Wer ein Grundstück aufteilen will, braucht mehr als einen Zaun und ein Handschlaggeschäft. Die Teilungsvermessung ist der amtliche Vorgang, bei dem ein bestehendes Flurstück in zwei oder mehr rechtlich eigenständige Flurstücke zerlegt wird, jedes mit eigener Flurstücksnummer und eigenem Grundbuchblatt. Erst nach abgeschlossener Vermessung existieren die neuen Teilflächen im Rechtssinne überhaupt.
Wann eine Teilungsvermessung nötig wird
Der häufigste Anlass ist der Verkauf eines Grundstücksteils, etwa wenn ein großes Gartengrundstück geteilt und die Hinterfläche einzeln bebaut oder veräußert werden soll. Auch Erbauseinandersetzungen unter Geschwistern oder die separate Bebauung zweier Parzellen innerhalb einer Familie führen regelmäßig zu diesem Verfahren. Ohne die förmliche Vermessung lässt sich kein Kaufvertrag über eine Teilfläche beurkunden, weil dem Notar kein eindeutig bezeichnetes Objekt vorliegt.
Voraussetzungen, die vor dem Antrag geklärt sein müssen
Bevor das Vermessungsamt oder ein öffentlich bestellter Vermessungsingenieur tätig wird, sollten Sie zwei Dinge prüfen.
Erstens die planungsrechtliche Zulässigkeit: Der Bebauungsplan schreibt häufig Mindestgrundstücksgrößen vor und verlangt, dass beide Teilflächen selbstständig erschlossen und bebaubar sind. Im Rems-Murr-Kreis ist die untere Baurechtsbehörde je nach Gemeinde unterschiedlich zuständig: In Fellbach und Waiblingen als Große Kreisstädte erteilt die jeweilige Stadtverwaltung Auskunft, für Kernen im Remstal ist das Landratsamt Rems-Murr-Kreis die richtige Stelle. Ob eine formelle Teilungsgenehmigung nach § 19 BauGB oder lediglich eine Auskunft benötigt wird, hängt vom Einzelfall ab.

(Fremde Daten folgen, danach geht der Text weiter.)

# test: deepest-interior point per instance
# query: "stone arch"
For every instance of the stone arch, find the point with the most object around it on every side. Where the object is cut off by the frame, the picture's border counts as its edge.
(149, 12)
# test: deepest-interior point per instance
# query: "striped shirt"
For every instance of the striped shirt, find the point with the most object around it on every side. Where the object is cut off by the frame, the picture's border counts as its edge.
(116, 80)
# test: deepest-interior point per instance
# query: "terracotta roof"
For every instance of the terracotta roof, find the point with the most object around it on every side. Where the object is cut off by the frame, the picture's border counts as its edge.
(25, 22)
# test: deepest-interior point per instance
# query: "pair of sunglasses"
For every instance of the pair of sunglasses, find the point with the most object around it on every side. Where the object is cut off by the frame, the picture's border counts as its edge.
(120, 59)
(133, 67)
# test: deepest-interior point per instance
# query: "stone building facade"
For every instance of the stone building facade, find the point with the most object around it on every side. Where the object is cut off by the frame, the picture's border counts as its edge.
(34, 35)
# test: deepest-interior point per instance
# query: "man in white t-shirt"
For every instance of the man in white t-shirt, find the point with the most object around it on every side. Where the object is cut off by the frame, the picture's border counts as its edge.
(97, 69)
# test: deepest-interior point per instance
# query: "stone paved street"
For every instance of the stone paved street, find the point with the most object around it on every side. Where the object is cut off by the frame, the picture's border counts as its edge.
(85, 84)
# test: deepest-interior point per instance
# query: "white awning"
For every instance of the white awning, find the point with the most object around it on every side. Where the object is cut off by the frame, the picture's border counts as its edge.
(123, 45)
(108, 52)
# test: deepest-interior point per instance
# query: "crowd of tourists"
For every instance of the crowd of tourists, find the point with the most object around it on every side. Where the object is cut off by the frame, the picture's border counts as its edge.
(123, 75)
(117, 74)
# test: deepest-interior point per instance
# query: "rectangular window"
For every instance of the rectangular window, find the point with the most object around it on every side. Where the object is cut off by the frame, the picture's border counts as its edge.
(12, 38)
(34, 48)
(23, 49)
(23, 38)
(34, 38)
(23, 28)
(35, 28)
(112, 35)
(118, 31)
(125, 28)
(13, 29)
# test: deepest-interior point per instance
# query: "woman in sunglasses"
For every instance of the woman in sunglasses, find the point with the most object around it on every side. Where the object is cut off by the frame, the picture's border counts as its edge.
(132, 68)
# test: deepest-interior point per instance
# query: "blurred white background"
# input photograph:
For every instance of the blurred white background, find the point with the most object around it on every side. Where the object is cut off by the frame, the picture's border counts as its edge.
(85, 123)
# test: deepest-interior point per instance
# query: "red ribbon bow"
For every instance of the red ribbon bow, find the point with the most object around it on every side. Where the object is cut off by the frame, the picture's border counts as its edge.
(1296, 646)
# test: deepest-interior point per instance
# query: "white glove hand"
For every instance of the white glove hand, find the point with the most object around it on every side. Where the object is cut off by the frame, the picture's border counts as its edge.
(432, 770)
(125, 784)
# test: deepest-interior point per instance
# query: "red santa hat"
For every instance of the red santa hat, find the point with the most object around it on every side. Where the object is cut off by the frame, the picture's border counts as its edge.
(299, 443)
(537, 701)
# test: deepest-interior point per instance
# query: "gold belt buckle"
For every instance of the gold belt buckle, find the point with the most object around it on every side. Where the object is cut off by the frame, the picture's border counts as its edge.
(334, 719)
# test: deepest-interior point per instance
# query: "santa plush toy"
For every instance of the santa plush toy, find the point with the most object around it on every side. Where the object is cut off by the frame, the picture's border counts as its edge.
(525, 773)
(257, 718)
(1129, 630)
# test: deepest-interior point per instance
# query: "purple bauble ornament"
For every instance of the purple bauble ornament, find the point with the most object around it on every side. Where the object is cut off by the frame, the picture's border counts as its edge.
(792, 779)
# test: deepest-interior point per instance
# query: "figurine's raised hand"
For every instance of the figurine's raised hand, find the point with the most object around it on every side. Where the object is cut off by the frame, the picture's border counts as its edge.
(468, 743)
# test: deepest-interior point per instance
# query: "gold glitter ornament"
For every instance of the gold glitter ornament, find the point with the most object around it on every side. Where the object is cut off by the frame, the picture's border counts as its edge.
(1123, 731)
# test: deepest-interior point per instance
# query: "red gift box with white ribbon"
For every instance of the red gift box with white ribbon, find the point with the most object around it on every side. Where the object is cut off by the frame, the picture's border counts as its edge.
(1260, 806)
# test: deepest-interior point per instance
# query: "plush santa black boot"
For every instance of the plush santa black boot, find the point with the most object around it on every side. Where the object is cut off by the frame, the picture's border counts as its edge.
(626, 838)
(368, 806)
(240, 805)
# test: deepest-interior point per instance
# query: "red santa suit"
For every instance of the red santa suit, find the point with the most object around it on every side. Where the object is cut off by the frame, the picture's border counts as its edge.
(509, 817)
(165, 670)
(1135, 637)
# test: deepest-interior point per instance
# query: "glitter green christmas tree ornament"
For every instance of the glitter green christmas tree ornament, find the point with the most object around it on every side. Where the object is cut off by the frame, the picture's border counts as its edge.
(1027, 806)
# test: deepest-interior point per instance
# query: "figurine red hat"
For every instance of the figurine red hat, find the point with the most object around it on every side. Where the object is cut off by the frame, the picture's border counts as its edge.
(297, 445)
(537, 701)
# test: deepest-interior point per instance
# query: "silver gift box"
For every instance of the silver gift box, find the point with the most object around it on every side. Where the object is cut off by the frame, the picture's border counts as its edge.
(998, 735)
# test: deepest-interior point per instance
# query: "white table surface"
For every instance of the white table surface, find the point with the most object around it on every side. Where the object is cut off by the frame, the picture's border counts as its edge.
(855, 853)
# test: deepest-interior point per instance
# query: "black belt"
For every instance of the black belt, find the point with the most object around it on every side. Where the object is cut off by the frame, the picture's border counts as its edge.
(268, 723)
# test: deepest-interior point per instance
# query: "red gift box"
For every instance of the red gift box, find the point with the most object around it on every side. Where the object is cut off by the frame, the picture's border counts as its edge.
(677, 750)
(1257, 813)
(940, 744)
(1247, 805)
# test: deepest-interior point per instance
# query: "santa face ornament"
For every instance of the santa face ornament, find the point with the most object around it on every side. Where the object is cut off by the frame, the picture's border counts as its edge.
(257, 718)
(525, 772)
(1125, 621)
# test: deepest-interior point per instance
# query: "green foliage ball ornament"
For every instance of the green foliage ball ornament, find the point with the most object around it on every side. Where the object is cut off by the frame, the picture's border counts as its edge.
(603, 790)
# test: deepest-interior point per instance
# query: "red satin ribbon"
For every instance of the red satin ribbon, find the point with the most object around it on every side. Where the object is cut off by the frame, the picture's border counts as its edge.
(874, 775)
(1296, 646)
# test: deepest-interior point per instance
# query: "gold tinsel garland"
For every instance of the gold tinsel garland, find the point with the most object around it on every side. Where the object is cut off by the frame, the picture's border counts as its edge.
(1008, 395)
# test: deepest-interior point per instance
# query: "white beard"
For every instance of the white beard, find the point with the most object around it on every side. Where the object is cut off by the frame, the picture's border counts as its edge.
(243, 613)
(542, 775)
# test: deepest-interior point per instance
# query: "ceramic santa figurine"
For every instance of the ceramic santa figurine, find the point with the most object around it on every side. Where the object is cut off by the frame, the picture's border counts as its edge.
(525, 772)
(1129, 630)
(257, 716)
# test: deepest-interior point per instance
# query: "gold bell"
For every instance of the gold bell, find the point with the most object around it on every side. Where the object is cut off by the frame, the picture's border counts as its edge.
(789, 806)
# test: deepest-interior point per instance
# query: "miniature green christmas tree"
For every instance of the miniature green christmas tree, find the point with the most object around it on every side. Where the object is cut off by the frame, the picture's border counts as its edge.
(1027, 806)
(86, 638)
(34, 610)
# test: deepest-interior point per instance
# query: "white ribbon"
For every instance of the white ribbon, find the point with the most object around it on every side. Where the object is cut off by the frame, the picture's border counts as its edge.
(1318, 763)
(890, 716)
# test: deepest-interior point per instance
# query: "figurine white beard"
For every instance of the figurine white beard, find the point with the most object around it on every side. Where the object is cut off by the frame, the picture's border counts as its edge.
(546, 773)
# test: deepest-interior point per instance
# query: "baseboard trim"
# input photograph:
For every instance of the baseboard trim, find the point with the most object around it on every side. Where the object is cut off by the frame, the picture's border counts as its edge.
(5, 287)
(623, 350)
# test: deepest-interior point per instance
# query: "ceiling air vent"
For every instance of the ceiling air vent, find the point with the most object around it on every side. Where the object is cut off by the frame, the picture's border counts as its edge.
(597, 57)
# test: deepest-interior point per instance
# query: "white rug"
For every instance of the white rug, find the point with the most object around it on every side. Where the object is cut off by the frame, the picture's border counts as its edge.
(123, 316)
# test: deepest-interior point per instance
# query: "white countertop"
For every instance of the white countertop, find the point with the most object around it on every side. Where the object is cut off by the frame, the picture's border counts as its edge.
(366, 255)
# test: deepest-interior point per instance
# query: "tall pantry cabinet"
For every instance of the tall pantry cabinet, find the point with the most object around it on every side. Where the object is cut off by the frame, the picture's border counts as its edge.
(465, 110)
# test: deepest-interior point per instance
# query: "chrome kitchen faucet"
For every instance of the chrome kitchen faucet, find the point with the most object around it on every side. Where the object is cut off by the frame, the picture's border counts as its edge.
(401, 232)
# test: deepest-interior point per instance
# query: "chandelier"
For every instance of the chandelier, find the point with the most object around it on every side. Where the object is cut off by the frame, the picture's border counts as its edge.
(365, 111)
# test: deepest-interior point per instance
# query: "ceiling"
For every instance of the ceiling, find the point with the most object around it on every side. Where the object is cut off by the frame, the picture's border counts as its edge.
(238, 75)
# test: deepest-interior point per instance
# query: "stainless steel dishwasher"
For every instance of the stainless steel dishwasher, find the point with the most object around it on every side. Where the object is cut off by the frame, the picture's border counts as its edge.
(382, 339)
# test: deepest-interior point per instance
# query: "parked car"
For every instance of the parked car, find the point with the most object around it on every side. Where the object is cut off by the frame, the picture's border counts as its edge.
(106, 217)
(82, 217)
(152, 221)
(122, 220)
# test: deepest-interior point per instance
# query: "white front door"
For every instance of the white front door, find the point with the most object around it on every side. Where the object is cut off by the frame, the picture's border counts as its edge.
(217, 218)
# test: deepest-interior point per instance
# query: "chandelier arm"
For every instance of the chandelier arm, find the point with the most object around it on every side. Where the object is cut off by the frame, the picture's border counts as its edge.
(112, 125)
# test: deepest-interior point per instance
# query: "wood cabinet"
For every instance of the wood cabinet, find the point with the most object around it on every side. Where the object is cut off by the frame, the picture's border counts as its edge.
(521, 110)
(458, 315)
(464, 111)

Zweitens die Grundbuchsituation: Lastet eine Grundschuld oder Hypothek auf dem Gesamtgrundstück, muss die finanzierende Bank der Pfandentlassung für die abzutrennende Fläche zustimmen. Das kostet Zeit und manchmal Geld. Wer diesen Schritt übersieht, blockiert den gesamten Zeitplan.
Ablauf der Vermessung
Nach der Antragstellung beim Vermessungsamt oder einem zugelassenen Ingenieurbüro werden zunächst die vorhandenen Katasterunterlagen gesichtet. Beim Ortstermin stellt der Vermesser die bestehenden Grenzen fest, markiert die neuen Grenzpunkte und setzt Grenzsteine. Das Ergebnis wird im sogenannten Fortführungsriss dokumentiert, der Maßgeblichkeit hat. Danach vergibt das Liegenschaftskataster neue Flurstücksnummern, und die Fortführungsmitteilung bildet die Grundlage für die anschließende Grundbuchberichtigung beim Amtsgericht Waiblingen, das seit 2017 für das gesamte Gebiet zuständig ist.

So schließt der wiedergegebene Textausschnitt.